Everyone who complains about this better boycott the 700 series if Nvidia continues with Green Light.

I don't want to see any of you goofballs ***** about it then go balls deep in the 700 series biggrin.gif

Personally, Nvidia's decision to lock voltages is bad for enthusiasts, but it doesn't affect me since I don't over-volt, so I might actually buy one biggrin.gif

I'm just going to count OCed results as per usual, a GTX 680 likely would be faster than a HD7970 Ghz edition if it could OV and hit 1.35Ghz. I'm likely going to buy around the $250 mark, whichever card is fastest at fully OCed scenarios is the one I'll get.
post #180 of 182
Quote:
Originally Posted by Brutuz View Post

We simply don't know enough to fully support argument to be honest, nVidia is keeping a lot secret.

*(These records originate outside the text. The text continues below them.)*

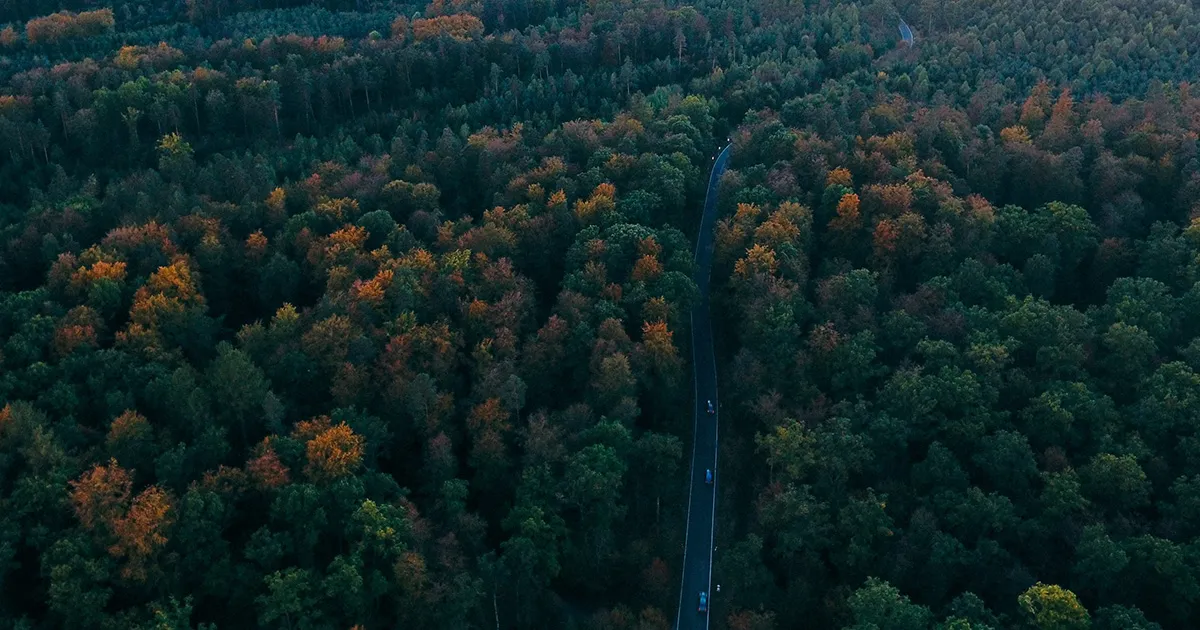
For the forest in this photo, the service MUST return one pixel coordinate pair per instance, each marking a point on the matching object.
(376, 315)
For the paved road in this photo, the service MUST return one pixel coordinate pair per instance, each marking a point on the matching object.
(697, 556)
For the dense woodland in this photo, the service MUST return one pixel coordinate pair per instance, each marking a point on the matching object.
(371, 315)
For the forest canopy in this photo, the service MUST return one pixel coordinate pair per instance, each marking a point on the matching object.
(376, 315)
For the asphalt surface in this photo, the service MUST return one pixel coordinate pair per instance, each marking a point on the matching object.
(697, 556)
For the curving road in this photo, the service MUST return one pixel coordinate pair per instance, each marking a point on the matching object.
(697, 553)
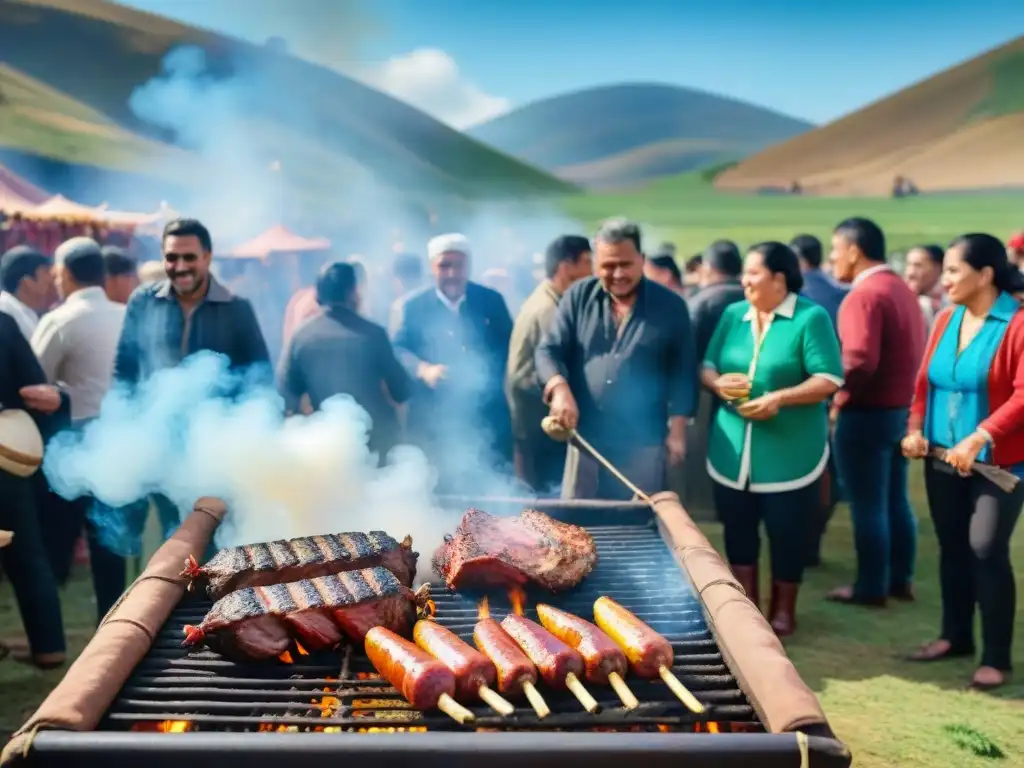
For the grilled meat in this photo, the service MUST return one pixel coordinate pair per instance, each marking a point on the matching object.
(472, 670)
(488, 551)
(258, 623)
(646, 650)
(414, 673)
(600, 653)
(514, 668)
(308, 557)
(554, 659)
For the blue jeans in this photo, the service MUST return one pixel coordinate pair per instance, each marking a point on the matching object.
(873, 474)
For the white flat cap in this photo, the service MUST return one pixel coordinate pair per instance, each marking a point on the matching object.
(452, 243)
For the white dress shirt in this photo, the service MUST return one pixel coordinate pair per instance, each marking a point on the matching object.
(76, 344)
(24, 316)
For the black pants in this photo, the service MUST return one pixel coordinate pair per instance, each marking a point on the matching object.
(974, 521)
(28, 567)
(786, 516)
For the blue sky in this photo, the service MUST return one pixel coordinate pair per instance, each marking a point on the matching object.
(465, 60)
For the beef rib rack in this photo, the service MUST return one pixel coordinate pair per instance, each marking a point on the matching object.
(489, 551)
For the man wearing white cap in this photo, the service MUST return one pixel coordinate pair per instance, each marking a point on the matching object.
(453, 336)
(76, 344)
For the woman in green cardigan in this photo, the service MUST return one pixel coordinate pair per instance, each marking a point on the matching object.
(774, 360)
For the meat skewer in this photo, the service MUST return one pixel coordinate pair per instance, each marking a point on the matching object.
(605, 662)
(650, 654)
(260, 623)
(425, 682)
(293, 560)
(515, 672)
(474, 673)
(559, 665)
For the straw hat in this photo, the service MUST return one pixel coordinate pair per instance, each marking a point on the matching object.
(20, 443)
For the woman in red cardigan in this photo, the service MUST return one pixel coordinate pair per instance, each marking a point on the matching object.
(970, 399)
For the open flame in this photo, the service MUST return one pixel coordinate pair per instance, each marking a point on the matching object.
(518, 599)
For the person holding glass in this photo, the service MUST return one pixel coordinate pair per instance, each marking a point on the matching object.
(969, 401)
(773, 359)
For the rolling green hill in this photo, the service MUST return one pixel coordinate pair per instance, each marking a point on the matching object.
(86, 57)
(960, 129)
(623, 134)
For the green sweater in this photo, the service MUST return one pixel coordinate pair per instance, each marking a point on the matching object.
(791, 450)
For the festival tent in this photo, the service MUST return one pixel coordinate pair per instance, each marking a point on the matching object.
(279, 240)
(59, 207)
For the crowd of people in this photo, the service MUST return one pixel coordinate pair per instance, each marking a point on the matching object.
(823, 374)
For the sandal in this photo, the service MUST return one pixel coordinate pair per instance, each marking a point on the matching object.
(938, 650)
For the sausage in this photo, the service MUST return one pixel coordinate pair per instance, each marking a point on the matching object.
(513, 667)
(472, 670)
(414, 673)
(554, 659)
(646, 650)
(599, 652)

It's also better to acknowledge a small problem to hide a big problem than to just hide it and let the community work it out eventually, I guess.

True, it is a niggling curiosity though, if they are keeping something secret, what is it that they'd knowingly let all this internet flaming go on for? You would have thought they'd just release stats of RMAs, or some of the lab results for their stress tests, and say "****, internet".

Quote:
Originally Posted by Brutuz View Post

See, they could have a fuse for over x amount of volts if they really wanted to have OV and keep sales which is why I don't get it, it wouldn't even need to be on the GPU but a separate part of the card that all other OEMs are required to implement much like how phones tend to know when you've flashed custom firmware even if you have flashed the stock firmware.

I've always wondered about that, maybe their concern is about such a move generating false positives? If it ever turned out that genuine card faults, or cruddy VRMs, could cause the fuses to blow then the internet ****storm would be immense.

Locking the firmware would probably be a bit of a douche move too, if they ever needed to release an emergency updated version like they have in the past. Unless they had a chip that stored a hash of the BIOS files flashed or something.

Either way, if they could get this kind of thing working it would be pretty awesome. I love the idea of plug-and-play style overvolting, being able to unlock it (even if it involves re-flashing initially), would probably make me buy NV until the end of time. Well, I'd buy it until AMD copy them anyway biggrin.gif
Quote:
Originally Posted by Brutuz View Post

GK100 wasn't at first, but GK110 is now (Hence why there's a Tesla with one inside).
It also looks better when they have a slower GPU for now that is merely adequate and then make an awesome GPU later, think like how the HD4870 was so good not only because it well, just owned, but because ATIs previous offerings weren't so good

Tbh I don't think we're going to see an "awesome" GPU again until Maxwell, but I would question whether or not GK110 is viable as a consumer product. Bearing in mind that they have to keep inside certain TDP limits, and the sheer size of the die is ridiculous. And the I don't know what the yield is like, but I'm assuming it would be more cost effective to put even very badly binned parts into low end workstation cards.